Why Good Applications Don't Scale

Speed Limits

You just bought a new system with lots and lots of cores (e.g., a desktop with 64 cores or a server with 128 cores). Now that you have all of these cores, why not take advantage of them by parallelizing your code? Depending on your code and your skills, you have a number of paths to parallelization, but after some hard work profiling and lots of testing, your application is successfully parallelized – and it gives you the correct answers! Now comes the real proof: You start checking your application's performance as you add processors.

Suppose that running on a single core takes about three minutes (180 seconds) of wall clock time. Cautiously, but with lots of optimism, you run it on two cores. The wall clock time is just about two and a half minutes (144 seconds), which is 80 percent of the time on a single processor. Success!

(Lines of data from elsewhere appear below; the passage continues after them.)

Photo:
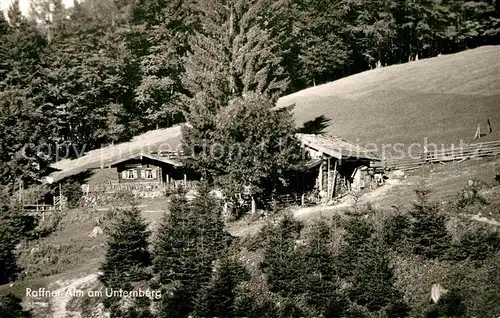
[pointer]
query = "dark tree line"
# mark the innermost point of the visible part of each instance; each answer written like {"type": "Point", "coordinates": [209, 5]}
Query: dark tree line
{"type": "Point", "coordinates": [103, 71]}
{"type": "Point", "coordinates": [340, 267]}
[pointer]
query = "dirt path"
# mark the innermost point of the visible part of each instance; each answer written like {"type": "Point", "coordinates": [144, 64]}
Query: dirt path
{"type": "Point", "coordinates": [64, 293]}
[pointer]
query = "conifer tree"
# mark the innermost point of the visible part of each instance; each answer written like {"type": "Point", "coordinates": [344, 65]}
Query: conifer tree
{"type": "Point", "coordinates": [282, 264]}
{"type": "Point", "coordinates": [190, 239]}
{"type": "Point", "coordinates": [231, 54]}
{"type": "Point", "coordinates": [127, 259]}
{"type": "Point", "coordinates": [250, 149]}
{"type": "Point", "coordinates": [161, 30]}
{"type": "Point", "coordinates": [429, 236]}
{"type": "Point", "coordinates": [216, 299]}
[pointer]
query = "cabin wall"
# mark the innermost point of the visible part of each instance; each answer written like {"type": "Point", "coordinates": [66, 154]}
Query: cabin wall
{"type": "Point", "coordinates": [139, 170]}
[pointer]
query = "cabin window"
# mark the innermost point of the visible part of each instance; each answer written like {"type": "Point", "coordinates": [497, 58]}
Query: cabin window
{"type": "Point", "coordinates": [148, 174]}
{"type": "Point", "coordinates": [129, 174]}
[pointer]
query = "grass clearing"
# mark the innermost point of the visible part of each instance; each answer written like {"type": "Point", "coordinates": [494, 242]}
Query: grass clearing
{"type": "Point", "coordinates": [442, 99]}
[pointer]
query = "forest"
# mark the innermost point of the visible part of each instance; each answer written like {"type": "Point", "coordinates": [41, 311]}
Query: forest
{"type": "Point", "coordinates": [75, 79]}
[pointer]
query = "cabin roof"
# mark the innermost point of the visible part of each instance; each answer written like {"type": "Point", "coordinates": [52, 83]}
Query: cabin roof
{"type": "Point", "coordinates": [335, 147]}
{"type": "Point", "coordinates": [167, 140]}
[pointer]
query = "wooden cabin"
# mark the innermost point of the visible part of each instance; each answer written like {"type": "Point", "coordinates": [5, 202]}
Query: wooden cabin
{"type": "Point", "coordinates": [150, 162]}
{"type": "Point", "coordinates": [339, 166]}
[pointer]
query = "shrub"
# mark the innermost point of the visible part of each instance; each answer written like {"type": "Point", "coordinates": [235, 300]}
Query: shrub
{"type": "Point", "coordinates": [10, 307]}
{"type": "Point", "coordinates": [428, 234]}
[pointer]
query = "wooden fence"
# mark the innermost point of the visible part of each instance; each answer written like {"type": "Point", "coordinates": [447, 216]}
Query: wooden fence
{"type": "Point", "coordinates": [452, 154]}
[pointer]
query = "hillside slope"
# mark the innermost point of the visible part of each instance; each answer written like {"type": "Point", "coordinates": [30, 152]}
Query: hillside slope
{"type": "Point", "coordinates": [442, 98]}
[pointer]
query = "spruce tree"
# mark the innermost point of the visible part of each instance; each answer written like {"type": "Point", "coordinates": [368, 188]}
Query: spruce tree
{"type": "Point", "coordinates": [127, 259]}
{"type": "Point", "coordinates": [217, 298]}
{"type": "Point", "coordinates": [429, 236]}
{"type": "Point", "coordinates": [231, 57]}
{"type": "Point", "coordinates": [251, 148]}
{"type": "Point", "coordinates": [282, 264]}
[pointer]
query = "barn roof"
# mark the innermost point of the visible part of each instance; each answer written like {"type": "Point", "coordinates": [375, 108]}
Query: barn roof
{"type": "Point", "coordinates": [155, 141]}
{"type": "Point", "coordinates": [335, 147]}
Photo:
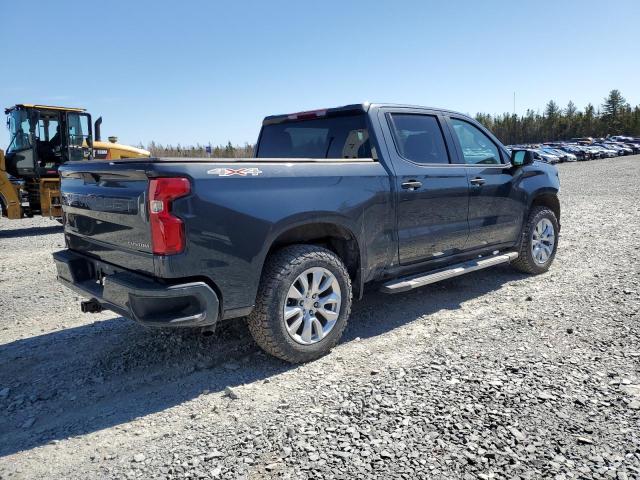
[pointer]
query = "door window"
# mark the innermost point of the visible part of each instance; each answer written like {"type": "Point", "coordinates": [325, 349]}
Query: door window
{"type": "Point", "coordinates": [78, 128]}
{"type": "Point", "coordinates": [477, 148]}
{"type": "Point", "coordinates": [330, 137]}
{"type": "Point", "coordinates": [418, 138]}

You are seeing parallel processing in action, and for some HPC enthusiasts, this is truly thrilling. After doing your "parallelization success celebration dance," you go for it and run it on four cores. The code runs in just over two minutes (126 seconds). This is 70 percent of the time on a single core. Maybe not as great as the jump from one to two cores, but it is running faster than a single core. Now try eight cores (more is better, right?). This runs in just under two minutes (117 seconds) or about 65 percent of the single core time. What?

Now it's time to go for broke and use 32 cores. This test takes about 110 seconds or about 61 percent of the single core time. Argh! You feel like Charlie Brown trying to kick the football when Lucy is holding it. Enough is enough: Try all 64 cores. The application takes 205 seconds. This is maddening! Why did the wall clock time go up? What's going on?